O texto cita eventos climáticos extremos, impactos econômicos negativos de conflitos internacionais, oscilações nos preços de mercado, elevação dos custos de produção, aumento das taxas de juros e redução da rentabilidade das atividades agropecuárias.

“Especificamente com relação a eventos climáticos, entre os anos de 2019 e 2025, diversas regiões do país registraram perdas recorrentes de produção agrícola. Essas perdas foram consequência de eventos negativos como secas, estiagens, enchentes, geadas, excesso de chuvas e outros fenômenos climáticos adversos, que afetaram a geração de renda das atividades rurais”, disse a pasta.

A combinação dos fatores resultou em “redução da capacidade financeira dos produtores rurais e dificultou o cumprimento de obrigações financeiras com instituições financeiras e com outros agentes de crédito”. O Ministério citou, por exemplo, o aumento da inadimplência dos produtores rurais em operações de crédito, que passou de 3,99% em maio de 2024 para 7,17% em maio de 2026, segundo dados apresentados pelo governo.

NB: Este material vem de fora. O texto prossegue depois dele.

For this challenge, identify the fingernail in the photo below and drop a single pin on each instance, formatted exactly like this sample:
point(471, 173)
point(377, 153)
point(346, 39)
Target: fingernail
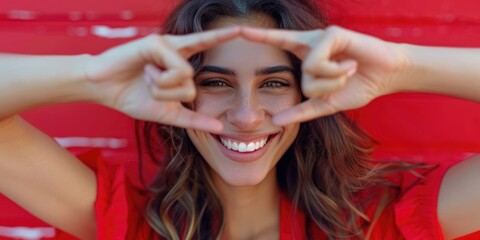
point(351, 72)
point(148, 80)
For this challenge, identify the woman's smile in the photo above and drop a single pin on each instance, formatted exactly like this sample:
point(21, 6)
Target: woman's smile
point(244, 95)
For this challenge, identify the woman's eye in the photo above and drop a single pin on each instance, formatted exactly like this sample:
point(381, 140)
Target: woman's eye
point(214, 83)
point(275, 84)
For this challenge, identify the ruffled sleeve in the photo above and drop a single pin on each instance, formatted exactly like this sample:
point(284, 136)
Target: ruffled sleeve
point(111, 207)
point(416, 211)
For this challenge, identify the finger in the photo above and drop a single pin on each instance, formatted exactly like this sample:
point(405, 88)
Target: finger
point(168, 78)
point(188, 45)
point(297, 42)
point(313, 87)
point(186, 118)
point(305, 111)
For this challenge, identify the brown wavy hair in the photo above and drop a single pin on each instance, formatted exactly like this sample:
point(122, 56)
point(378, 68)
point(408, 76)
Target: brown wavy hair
point(321, 173)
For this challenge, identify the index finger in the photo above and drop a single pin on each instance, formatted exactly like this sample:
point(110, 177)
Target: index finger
point(190, 44)
point(297, 42)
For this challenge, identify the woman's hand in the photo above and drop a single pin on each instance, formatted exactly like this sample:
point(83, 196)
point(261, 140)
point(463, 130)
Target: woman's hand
point(150, 77)
point(341, 69)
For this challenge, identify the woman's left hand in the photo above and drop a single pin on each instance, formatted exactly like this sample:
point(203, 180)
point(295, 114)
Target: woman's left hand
point(341, 69)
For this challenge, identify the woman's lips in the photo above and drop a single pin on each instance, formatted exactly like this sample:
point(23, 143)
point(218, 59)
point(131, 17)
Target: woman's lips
point(241, 150)
point(243, 146)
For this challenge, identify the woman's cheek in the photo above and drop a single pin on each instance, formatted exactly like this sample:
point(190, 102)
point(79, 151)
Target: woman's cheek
point(275, 104)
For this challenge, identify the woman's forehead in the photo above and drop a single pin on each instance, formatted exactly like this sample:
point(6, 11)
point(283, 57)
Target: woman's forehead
point(253, 20)
point(245, 53)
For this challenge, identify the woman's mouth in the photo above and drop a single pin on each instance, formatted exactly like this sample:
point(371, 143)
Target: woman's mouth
point(244, 146)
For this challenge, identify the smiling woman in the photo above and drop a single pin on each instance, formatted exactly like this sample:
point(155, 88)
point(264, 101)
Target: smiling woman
point(248, 99)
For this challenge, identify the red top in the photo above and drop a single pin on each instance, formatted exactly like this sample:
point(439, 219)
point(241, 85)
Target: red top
point(412, 217)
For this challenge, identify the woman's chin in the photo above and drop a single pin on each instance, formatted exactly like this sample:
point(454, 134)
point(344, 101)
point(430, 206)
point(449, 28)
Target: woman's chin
point(240, 179)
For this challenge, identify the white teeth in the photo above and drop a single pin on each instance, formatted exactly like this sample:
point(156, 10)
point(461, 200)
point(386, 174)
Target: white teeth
point(244, 146)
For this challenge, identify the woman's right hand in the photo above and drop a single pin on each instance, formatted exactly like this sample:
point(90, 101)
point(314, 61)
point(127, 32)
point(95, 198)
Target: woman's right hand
point(149, 78)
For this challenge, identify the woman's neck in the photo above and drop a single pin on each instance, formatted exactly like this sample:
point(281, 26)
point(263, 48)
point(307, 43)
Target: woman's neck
point(251, 212)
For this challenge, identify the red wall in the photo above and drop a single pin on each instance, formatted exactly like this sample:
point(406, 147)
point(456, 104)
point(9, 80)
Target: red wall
point(418, 126)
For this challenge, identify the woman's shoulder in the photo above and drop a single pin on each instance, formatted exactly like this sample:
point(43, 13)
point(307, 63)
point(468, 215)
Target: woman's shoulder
point(416, 209)
point(119, 203)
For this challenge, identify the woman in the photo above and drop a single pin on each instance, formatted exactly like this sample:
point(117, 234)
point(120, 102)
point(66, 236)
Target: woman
point(271, 165)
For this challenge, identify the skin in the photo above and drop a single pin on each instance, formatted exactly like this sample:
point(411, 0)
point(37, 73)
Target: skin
point(341, 71)
point(244, 94)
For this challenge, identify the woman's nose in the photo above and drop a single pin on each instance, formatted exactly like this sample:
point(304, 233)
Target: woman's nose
point(246, 113)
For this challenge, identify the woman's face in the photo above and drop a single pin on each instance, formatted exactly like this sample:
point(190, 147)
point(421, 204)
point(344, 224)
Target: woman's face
point(244, 84)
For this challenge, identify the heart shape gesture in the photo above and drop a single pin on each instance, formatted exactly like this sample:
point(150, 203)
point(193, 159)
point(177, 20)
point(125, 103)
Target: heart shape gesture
point(161, 61)
point(342, 70)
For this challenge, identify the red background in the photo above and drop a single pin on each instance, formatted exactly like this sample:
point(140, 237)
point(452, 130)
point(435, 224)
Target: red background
point(415, 126)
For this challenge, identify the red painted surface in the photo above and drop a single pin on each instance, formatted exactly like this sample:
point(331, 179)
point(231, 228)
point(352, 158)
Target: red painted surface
point(411, 125)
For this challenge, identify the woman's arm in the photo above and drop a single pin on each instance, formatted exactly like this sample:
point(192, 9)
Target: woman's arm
point(344, 70)
point(448, 71)
point(147, 79)
point(459, 197)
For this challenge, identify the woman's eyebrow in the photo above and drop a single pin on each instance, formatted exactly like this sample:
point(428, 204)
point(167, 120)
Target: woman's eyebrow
point(274, 69)
point(262, 71)
point(215, 69)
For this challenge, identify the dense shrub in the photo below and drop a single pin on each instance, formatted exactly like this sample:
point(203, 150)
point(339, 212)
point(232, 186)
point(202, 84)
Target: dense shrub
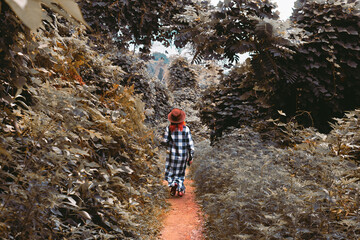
point(76, 161)
point(250, 189)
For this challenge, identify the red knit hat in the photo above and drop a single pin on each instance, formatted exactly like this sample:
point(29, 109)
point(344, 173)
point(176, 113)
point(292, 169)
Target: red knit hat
point(176, 116)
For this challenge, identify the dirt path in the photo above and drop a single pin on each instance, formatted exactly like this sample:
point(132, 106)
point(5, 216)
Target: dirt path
point(183, 221)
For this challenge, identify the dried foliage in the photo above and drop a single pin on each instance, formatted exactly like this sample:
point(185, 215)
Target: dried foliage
point(233, 102)
point(31, 12)
point(323, 37)
point(76, 159)
point(250, 189)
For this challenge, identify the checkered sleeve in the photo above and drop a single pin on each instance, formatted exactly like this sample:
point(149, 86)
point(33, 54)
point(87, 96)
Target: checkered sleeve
point(165, 140)
point(190, 146)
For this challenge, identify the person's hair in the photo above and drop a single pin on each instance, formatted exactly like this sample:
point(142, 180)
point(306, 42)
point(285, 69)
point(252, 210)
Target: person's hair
point(175, 126)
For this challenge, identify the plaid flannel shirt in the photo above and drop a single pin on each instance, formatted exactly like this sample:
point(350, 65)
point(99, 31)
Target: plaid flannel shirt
point(180, 149)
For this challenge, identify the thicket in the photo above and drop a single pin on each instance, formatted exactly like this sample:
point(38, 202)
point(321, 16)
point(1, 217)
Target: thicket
point(251, 189)
point(76, 158)
point(307, 68)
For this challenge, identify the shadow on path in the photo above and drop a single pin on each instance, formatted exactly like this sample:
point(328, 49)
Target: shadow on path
point(183, 221)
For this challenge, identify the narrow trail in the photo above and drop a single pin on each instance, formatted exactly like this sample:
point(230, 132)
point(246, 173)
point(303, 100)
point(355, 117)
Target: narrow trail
point(184, 220)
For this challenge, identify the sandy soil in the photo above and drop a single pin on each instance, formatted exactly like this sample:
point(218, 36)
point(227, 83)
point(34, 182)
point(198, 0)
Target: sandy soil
point(183, 221)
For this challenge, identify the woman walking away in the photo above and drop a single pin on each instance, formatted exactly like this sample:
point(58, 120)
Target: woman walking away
point(180, 151)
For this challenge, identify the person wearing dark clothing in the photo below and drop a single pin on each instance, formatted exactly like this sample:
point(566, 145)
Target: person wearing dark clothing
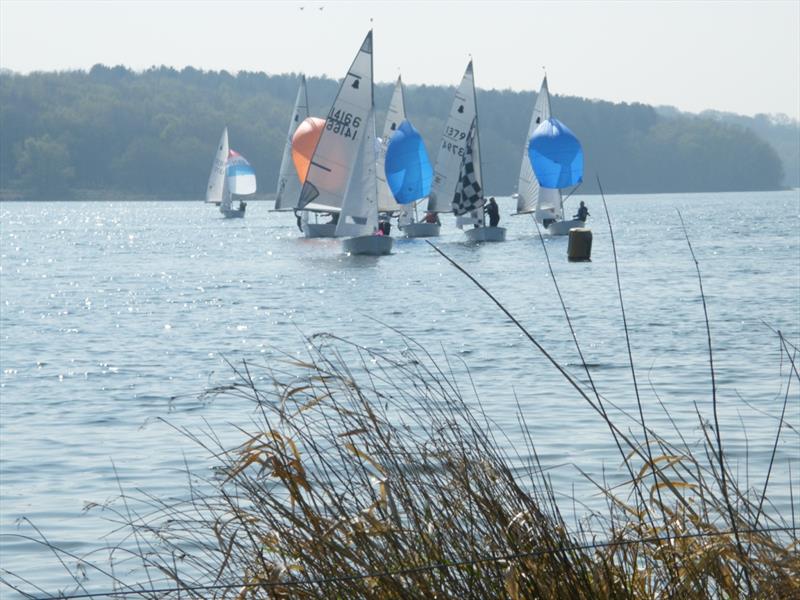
point(583, 212)
point(493, 211)
point(433, 218)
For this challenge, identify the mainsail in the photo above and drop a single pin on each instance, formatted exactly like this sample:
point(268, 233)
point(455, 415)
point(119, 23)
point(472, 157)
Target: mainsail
point(240, 175)
point(532, 197)
point(394, 117)
point(288, 184)
point(453, 145)
point(216, 180)
point(331, 166)
point(468, 196)
point(359, 215)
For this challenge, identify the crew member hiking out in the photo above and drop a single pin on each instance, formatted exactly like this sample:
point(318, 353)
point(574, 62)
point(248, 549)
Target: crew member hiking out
point(583, 212)
point(493, 211)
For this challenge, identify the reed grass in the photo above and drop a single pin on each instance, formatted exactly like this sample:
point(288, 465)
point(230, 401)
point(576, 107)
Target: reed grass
point(374, 475)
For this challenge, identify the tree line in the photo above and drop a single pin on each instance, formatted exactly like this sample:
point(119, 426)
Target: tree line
point(154, 133)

“Em consequência, há redução da capacidade de contratar novas operações de crédito para a continuidade da atividade agropecuária”, apontou. O Ministério citou que o setor agropecuário representou 25,13% do Produto Interno Bruto (PIB) do Brasil em 2025 e que o endividamento rural “demonstra a relevância desse problema não apenas para o setor, mas para o país”.